# Auf der Suche nach einer neuer High-Fantasy Saga (Audible)



## Seet (11. Oktober 2016)

Morgen,
bin gerade auf der Suche nach einer Buch- / Hörbuchreihe und hoffe das ihr vlt ein paar Vorschläge für mich habt

Was suche ich:
- Highfantasy-Reihe (Einzelbücher eher ungern)
- Als deutsches Hörbuch verfügbar (wenn möglich über Audible)
- Wenn möglich mit verschiedenen Rassen in tragenden Rollen, die mehr sind als Kanonenfutter für den menschlichen Helden.
- Wenn möglich moderne Fantasy, also kein HdR.

Was ich in den letzten 3 Jahren so gehört/gelesen habe und *was ich davon wirklich gut fand
- Die Zwerge (Heitz)
*- Die Albae (Heitz)*
- Königsmörder Chronik (Rothfuss)
*- Askir / Götterkriege - Reihe (Schwartz)
*- Sturmlicht-Chroniken (Sanderson)
- Die Nebelgeborenen - Original Trilogie (Sanderson)*
- Die Nebelgeborenen - Wax and Wayne (Sanderson)
*- Rabenschatten (Ryan)
*- Gentleman-Bastard (Lynch)
- First Law (Abercrombie)

Gruß Seet


----------



## leaf348 (11. Oktober 2016)

Das schwarze Auge ist dir sicher bekannt (gibt ja auch ein paar PC-Games davon).

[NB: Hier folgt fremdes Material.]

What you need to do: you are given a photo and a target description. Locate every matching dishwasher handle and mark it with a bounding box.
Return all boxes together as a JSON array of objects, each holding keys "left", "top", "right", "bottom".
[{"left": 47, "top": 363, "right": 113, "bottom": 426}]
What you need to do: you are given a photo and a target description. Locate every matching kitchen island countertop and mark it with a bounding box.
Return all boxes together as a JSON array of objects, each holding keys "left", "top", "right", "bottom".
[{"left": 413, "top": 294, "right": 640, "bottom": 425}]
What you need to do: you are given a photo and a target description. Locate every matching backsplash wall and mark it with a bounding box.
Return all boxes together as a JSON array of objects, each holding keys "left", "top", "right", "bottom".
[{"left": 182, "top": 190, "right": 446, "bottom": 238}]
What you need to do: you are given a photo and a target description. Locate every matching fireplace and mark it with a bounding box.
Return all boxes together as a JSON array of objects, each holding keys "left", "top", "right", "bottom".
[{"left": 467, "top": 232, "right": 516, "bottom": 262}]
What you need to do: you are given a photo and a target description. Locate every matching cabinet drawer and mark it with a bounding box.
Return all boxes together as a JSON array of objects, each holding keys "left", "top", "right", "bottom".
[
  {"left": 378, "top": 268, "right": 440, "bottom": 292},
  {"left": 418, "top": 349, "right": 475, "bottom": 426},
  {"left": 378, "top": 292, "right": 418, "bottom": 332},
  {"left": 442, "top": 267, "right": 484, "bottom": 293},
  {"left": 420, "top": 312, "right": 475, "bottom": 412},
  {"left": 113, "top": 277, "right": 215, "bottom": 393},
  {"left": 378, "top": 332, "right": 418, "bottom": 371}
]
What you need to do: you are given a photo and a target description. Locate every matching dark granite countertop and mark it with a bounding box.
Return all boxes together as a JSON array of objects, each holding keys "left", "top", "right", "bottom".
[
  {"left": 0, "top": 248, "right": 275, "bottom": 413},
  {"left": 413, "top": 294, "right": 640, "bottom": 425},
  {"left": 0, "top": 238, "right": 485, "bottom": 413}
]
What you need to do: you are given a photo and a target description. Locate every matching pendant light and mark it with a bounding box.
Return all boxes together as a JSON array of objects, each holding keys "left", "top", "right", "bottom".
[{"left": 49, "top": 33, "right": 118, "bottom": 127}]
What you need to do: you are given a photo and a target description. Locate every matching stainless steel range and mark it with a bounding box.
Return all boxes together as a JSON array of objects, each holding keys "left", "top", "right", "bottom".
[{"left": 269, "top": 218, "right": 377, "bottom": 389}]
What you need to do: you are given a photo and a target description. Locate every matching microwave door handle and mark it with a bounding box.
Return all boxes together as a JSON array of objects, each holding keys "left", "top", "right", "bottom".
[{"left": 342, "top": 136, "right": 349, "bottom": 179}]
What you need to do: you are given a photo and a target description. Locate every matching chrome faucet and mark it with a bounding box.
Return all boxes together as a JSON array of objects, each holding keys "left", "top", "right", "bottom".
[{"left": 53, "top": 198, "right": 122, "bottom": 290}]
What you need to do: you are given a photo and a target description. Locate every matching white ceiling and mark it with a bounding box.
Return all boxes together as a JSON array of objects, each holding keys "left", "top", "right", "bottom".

Ich finde das Spiel hat auch einige sehr gute Bücher bzw. Buchreihen hervorgebracht.

z.b.

Der Schwertkönig (1)
Der Dämonenmeister (2)

Der Scharlatan (Prequel)
Das zerbrochene Rad Dämmerung (1)
Das zerbrochene Rad Nacht (2)

Hinter der eisernen Maske (1)
Flucht aus Ghurenia (2)
Das letzte Duell (3)
-> wurden zusammengefasst in "Die Piraten des Südmeers"

Der Tanz der Rose (1)
Die Ränke des Raben (2)
Das Reich der Rache (3)
-> zusammengefasst in "Drei Nächte in Fasar"


----------



## Seet (11. Oktober 2016)

Bekannt ja, aber keinerlei Berührungspunkte bisher.
Was erwartet mich in der DsA Welt?
Kannst du vlt noch was zum Schreibstyle sagen? Ich erwarte da jetzt nichts wie Sanderson oder Rothfuss aber es sollte schon anspruchsvoll sein, nicht wie z.B. viele der Star Wars Bücher.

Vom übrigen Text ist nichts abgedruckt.